Re: Remove whitespace between lines
by sundialsvc4 (Abbot) on Feb 03, 2015 at 17:31 UTC

    My immediate thought is, “just use grep on the command line.”   You don’t need to write a custom program at all, if you don’t want to.   The regular-expression should identify the lines that you want to keep.

    An “awk one-liner” is also useful in cases like these.   Again, no programming per se.

    Within a program, there are many ways to do it ... some you’ve seen will “slurp” the entire file into memory, then manipulate it as a gigantic text-string.   However, I prefer to process line-at-a-time text files a line-at-a-time.

      Hmm, sorry, but your answer is off-topic. The OP is writing a Perl script for achieving a given result, and your answer is: "Don't do it! Use grep!" But the code presented by the OP is not just trying to grep one file. It is looking for files in a directory, modifying these files and writing output in other files in another directory. It seems a bit difficult to do all this with a simple grep or even a awk one-liner. Of course, you could wrap the grep or the awk one-liner in a bash or sh or ksh script, but then the "no programming argument" is gone, you might as well do it in Perl, and it is likely to be more efficient in Perl.

      But there is an even more important factor: a Perl script, if well designed, is portable across different platforms.
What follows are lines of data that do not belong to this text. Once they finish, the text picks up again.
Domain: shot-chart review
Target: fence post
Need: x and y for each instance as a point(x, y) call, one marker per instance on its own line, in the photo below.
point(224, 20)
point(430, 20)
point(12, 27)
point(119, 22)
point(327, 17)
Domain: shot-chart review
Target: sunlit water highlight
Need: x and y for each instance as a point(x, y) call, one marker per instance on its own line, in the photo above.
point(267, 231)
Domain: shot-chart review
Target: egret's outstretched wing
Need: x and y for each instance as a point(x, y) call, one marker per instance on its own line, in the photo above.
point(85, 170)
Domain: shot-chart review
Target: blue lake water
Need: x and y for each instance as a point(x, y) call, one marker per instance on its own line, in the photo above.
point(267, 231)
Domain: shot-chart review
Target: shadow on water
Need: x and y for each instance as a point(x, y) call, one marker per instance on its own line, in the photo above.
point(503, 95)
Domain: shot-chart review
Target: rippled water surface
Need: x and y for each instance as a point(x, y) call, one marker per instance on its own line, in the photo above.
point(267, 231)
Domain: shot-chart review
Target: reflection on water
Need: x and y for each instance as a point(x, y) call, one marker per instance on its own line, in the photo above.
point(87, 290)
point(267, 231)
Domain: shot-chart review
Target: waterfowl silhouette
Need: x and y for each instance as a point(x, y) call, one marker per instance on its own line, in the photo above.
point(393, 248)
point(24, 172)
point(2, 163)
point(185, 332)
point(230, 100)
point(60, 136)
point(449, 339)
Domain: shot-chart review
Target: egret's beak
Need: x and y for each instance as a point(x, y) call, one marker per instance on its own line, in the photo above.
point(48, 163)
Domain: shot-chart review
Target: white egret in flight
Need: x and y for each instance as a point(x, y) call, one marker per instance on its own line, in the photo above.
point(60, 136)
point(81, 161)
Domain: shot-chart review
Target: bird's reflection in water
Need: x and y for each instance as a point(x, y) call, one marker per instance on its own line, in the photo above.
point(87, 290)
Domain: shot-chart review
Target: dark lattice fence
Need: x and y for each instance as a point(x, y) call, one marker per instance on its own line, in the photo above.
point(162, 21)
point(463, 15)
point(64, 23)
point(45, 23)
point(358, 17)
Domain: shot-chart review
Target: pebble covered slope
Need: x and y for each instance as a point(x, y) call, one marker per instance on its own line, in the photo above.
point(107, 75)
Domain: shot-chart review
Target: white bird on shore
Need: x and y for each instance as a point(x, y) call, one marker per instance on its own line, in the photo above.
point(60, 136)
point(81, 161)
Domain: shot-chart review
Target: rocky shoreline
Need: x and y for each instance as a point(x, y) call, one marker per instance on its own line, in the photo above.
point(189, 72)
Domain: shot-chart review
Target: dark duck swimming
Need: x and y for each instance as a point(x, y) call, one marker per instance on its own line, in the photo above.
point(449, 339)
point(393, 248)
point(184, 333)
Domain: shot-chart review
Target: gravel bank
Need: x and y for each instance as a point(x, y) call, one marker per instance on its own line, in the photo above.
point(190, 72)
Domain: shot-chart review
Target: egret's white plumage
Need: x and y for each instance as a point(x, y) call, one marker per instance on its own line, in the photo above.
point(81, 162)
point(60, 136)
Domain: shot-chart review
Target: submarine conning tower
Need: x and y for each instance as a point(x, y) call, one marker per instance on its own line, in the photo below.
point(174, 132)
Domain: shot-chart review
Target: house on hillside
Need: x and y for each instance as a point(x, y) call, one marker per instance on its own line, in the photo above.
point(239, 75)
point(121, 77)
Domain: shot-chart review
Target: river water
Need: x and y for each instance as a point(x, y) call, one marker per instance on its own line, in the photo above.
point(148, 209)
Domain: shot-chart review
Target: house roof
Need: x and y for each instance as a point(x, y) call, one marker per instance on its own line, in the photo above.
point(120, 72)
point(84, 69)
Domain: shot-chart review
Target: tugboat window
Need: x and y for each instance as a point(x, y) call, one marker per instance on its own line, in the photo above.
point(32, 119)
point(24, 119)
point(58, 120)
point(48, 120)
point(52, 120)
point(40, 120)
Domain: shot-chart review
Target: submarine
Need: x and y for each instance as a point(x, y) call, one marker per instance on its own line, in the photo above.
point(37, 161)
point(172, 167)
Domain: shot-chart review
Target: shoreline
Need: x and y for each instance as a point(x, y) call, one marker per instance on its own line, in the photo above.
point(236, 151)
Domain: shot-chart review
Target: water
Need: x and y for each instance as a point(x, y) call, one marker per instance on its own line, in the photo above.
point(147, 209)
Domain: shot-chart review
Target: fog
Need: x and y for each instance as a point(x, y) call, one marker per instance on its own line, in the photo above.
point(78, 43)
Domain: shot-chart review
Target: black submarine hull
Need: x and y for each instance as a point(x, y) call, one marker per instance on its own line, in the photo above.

Even though the script shown by the OP has an (admittedly strange) "#! /usr/bin/perl -w" shebang line, the rest of the script seems to strongly indicate the OP is running her or his script under MS Windows, probably with Strawberry Perl. I pray you: how are you going to run a grep or a awk one-liner script under Windows (unless you are using Cygwin, but the OP does not seem to be doing that)? (Well, awk may probably have been ported under Windows, I do not know, but by far most Windows users don't have it.)

      Je suis Charlie.

        FYI, FWIW, several versions of awk have been ported to MS Windows. Until a few years ago, I used a version that was packaged along with make and a few other Unix tools as part of code generation application we use with many of our projects. We used the make and the awk from that package in our build scripts because everyone in the SW department had the package installed. Now we use Perl instead of awk (but still use make).